Regio- and Enantioselective Synthesis of N-alkyl 1,2- and 1,6-dihydropyridines through Rhodium-Catalyzed Nucleophilic Dearomatization

Abstract

Nonaromatic nitrogen heterocycles, particularly the ones containing one or multiple stereogenic centers, are common structural motifs in bioactive natural products and continue to be challenging synthetic targets. The dihydropyridine motif is an attractive intermediate in the synthesis of such heterocycles. Prior syntheses of such molecules usually involve linear syntheses or highly specialized starting materials. Dihydropyridines can be converted to other (partially) saturated nitrogen heterocycles such as tetrahydropyridines and piperidines through hydrogenation and functionalization reactions.
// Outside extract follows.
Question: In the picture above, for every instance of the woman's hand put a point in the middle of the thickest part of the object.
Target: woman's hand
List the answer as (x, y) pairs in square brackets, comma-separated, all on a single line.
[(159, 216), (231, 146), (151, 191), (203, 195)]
Here, we discuss the synthesis of 1,6- and 1,4 dihydropyridines as synthetic intermediates to small molecule synthesis. First, we investigated boronic acids as nucleophiles due to their commercial availability and functional group tolerance. We have reported the formation of 1,6-dihydropyridines containing fully substituted stereogenic centers using phenyl and alkenyl boronic acids with a variety of functional groups including alkenes, free alcohols, ethers, amides, esters, halides, and heterocycles. Next, we explored the use of boronic acid pinacol esters (Bpins) as nucleophiles due to their higher stability, which enabled us to increase the yield of heterocycle addition, as well as expand the scope of N-heteroarene starting materials. We were also able to employ our strategy to complete an enantioselective total synthesis of the natural product nuphar indolizidine. Finally, we are currently developing the regioselective addition of boronic acids and their pinacol esters to N-alkyl pyridinium salts. We found that different ligands bound to the metal provide different selectivity, particularly to the C-2 electrophilic site on the heteroarenium salt.